Autor Wątek: Pierwszy SWB ze składaka i górala  (Przeczytany 5315 razy)

araszek

  • sympatyk
  • *
  • Wiadomości: 12
Pierwszy SWB ze składaka i górala
« dnia: Stycznia 13, 2012, 07:30:12 pm »
Pokaż fotki tego eksperymentu co na nim tysiąc przejechałeś. Najlepiej w galerii.
Hej
Korzystając z 'zaproszenia' przedstawiam swoją pierwszą, eksperymentalną konstrukcję roweru poziomego.

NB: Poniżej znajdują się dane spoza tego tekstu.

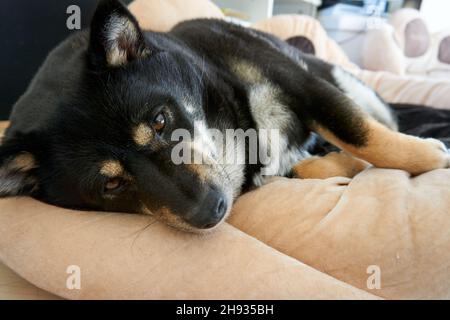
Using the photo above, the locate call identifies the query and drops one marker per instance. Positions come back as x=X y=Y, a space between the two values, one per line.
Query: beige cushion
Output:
x=290 y=239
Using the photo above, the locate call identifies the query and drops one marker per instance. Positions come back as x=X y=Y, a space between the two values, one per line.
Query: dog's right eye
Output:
x=159 y=123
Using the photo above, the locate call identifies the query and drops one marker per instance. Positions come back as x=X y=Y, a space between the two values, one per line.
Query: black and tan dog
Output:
x=94 y=129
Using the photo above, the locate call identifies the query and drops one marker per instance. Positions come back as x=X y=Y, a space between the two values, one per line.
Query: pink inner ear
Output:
x=417 y=39
x=444 y=50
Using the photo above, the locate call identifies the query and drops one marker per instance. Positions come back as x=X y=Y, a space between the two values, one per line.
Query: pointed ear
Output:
x=17 y=170
x=115 y=37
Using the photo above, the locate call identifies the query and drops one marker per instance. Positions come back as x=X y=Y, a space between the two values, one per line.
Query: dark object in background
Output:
x=29 y=30
x=424 y=122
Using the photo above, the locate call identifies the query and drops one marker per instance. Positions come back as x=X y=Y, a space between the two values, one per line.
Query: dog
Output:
x=94 y=129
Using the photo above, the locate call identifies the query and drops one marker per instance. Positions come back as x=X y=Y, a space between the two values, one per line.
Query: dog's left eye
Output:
x=159 y=122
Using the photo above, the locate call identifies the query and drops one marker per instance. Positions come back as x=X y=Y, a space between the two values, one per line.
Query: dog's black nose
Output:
x=210 y=212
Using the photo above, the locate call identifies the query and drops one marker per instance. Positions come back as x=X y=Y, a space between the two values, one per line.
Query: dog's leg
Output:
x=385 y=148
x=339 y=120
x=334 y=164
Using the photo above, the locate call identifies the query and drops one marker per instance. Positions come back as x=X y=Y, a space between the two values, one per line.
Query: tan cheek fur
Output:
x=389 y=149
x=23 y=162
x=111 y=168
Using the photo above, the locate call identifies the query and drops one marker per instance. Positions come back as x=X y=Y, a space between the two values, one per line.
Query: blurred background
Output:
x=30 y=29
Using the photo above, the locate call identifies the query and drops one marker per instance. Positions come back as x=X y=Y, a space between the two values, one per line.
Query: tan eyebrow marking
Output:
x=142 y=134
x=111 y=168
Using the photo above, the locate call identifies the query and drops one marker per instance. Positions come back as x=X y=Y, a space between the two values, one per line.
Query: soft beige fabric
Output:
x=159 y=15
x=133 y=257
x=339 y=227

Rower jest złożony z dwóch gotowych rowerów, komponenty też nie są za dobre, więc nie bardzo jest się czym chwalić. No może tym, że rower przejechał około 1kkm bez większych kłopotów w różnym terenie - po szutrach leśnych i piachu - choć po piachu szło jako tako tylko z górki, a po szutrach nie szalałem, bo bałem się o całość ramy.

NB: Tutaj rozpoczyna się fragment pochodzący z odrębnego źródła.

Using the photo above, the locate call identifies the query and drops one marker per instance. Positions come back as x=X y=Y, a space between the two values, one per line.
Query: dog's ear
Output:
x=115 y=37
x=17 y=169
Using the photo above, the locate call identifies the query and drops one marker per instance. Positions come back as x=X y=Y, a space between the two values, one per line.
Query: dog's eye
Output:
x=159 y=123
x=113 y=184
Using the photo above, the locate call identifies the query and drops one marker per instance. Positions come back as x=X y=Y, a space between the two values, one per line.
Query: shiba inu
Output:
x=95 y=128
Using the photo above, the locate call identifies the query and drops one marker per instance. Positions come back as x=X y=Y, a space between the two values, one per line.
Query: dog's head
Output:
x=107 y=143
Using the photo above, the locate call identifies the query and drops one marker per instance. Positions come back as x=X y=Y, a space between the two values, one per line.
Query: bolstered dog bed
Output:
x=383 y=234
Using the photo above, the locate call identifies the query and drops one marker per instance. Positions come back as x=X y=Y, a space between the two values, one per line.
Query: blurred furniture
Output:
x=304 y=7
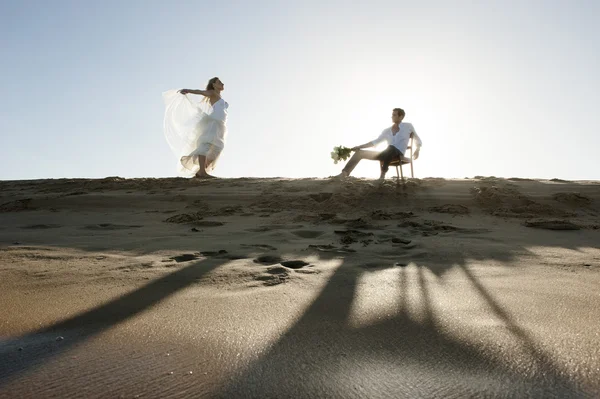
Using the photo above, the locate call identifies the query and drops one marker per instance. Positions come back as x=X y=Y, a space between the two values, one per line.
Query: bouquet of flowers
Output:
x=340 y=154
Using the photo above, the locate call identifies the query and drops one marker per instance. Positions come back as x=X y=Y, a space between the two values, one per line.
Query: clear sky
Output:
x=504 y=88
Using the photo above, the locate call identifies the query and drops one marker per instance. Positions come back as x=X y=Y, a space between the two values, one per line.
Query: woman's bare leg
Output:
x=202 y=174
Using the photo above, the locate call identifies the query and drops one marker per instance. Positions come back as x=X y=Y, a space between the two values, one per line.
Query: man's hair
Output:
x=399 y=111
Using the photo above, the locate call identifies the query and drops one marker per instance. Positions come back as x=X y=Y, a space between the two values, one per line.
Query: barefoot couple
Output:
x=199 y=138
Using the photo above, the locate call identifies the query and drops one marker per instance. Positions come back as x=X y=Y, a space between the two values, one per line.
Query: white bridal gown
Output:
x=194 y=129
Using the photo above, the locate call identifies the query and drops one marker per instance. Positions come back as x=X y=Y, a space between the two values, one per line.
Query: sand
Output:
x=299 y=288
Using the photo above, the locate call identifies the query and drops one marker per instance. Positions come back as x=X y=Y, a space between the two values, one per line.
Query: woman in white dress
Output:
x=196 y=131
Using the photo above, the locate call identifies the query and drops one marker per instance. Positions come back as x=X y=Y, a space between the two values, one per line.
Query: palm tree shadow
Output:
x=84 y=326
x=322 y=355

 Inspiracja oczywiście pochodziła ze strony poziome.pl - sporo przeczytałem i pooglądałem innych projektów. Zdecydowałem się na SWB ze względu na zwrotność i większą prostotę konstrukcji niż LWB.
Założeniem konstrukcji było sprawdzenie jak się na takim rowerze jeździ oraz czy uda mi się go zrobić do końca. Jako że to miał być eksperyment, to trzecim założeniem była 'budżetowość' całej konstrukcji.
Rower powstał z 3 dawców - tylna i środkowa część to MTB Romet, przednia to składak, 3-ci dawca dostarczył mocowania suportu (zresztą widać po kolorach ramy ;) ). Rama spawana zwykłą elektrodą - wiem, że to nie jest polecane, ale tylko do takiego sprzętu miałem dostęp. Na szczęście brat ma spore doświadczenie w spawaniu rurek cienkościennych i udało mu się to wszystko połączyć. Spawanie też było bez specjalnej ramy - elementy ramy zostały ustabilizowane za pomocą gwoździ wbitych w drewnianą belkę - więc pełna prowizorka. Na szczęście sprawdziło się powiedzenie, że prowizorki bywają trwałe ;).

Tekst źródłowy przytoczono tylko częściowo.